Over the course of the movie, several marital themes are explored, but not too deeply, and the tone of the movie is kept very light. The serious themes of infertility, separation, and divorce were played out by Jun’s coworker and his wife, and even though the couple decided to end their marriage, they showed growth and maturity… and maybe this is a lesson the writers were trying to teach us?
Chie and Jun’s relationship becomes stronger during reflection and also because of the illness of Chie’s father. It’s during a visit to Chie’s childhood home that Jun gets a clearer glimpse into Chie’s childhood and gains a greater understanding of her. But the mystery of why Chie would fake her own death every day remained unsolved until the very end. Unfortunately for the viewing audience, when Jun reveals to her that he knows why she did it and is explaining the reason, there’s a strong wind and we don’t get to hear his words.
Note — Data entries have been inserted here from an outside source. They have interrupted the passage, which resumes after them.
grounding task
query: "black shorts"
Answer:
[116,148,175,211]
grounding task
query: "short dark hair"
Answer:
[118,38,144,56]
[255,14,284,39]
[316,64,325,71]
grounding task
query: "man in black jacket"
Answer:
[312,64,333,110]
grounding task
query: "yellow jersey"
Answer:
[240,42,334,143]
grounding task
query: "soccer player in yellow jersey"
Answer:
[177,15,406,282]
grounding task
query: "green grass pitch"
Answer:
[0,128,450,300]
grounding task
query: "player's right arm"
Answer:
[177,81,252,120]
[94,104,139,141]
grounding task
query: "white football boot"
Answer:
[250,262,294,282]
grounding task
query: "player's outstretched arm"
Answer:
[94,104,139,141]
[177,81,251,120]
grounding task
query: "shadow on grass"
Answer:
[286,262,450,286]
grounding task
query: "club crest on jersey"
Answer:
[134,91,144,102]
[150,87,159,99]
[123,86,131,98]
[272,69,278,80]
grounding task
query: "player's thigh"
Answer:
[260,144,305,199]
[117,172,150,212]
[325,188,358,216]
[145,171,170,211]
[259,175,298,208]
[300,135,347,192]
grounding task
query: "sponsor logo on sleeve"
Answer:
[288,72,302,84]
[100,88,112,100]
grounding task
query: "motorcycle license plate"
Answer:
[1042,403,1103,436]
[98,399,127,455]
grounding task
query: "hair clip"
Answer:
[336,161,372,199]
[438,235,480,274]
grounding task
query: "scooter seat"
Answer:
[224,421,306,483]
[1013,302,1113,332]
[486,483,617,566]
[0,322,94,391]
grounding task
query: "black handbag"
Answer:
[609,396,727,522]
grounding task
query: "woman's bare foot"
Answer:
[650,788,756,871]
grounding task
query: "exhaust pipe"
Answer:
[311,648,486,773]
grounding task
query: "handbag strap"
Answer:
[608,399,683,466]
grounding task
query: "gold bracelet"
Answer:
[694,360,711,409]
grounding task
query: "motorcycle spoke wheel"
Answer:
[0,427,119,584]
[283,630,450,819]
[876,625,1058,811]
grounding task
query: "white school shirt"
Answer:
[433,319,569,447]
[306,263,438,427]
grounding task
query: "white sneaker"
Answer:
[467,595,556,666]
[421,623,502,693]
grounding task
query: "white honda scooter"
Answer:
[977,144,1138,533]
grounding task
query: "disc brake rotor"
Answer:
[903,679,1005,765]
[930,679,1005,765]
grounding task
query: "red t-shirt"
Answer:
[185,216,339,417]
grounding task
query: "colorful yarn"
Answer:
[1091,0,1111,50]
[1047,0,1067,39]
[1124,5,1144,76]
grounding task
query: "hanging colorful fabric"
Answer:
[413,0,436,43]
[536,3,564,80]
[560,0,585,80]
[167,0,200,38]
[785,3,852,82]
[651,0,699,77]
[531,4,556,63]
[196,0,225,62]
I think it was meant to be funny that the audience doesn’t find out, but to me, it was just frustrating. I got the feeling that the writers really didn’t have an explanation either, and it was just a cop-out. But perhaps that’s true to the mystery of the original story. At any rate, it was an unsatisfying ending to a story that had seemingly been advancing towards a good conclusion.
I have to mention one major point that I didn’t like about the movie. There were several scenes where the music didn’t match the mood of the story at all. In fact a few times, I was wondering if I had left Spotify going, or a browser tab was open that was playing music. The generic rock and roll background songs were inappropriate and cheesy, and I kept thinking how much better a scene would have been if there was instead just silence in the background. I admit to wondering if the director’s teenage kid begged to have his band be in the film…
Anyway, if you can ignore the terrible ending and horrible musical overlays, then you are left with a fun, lighthearted movie, with some marital wisdom tidbits thrown in. The performances from all the actors were excellent, especially Nana Eikura, who was quirky and charming. Ken Yasuda played the straight man while also subtly letting us in onto his frustration. In summary, When I Get Home, My Wife Always Pretends to Be Dead is a watchable movie, worth your time.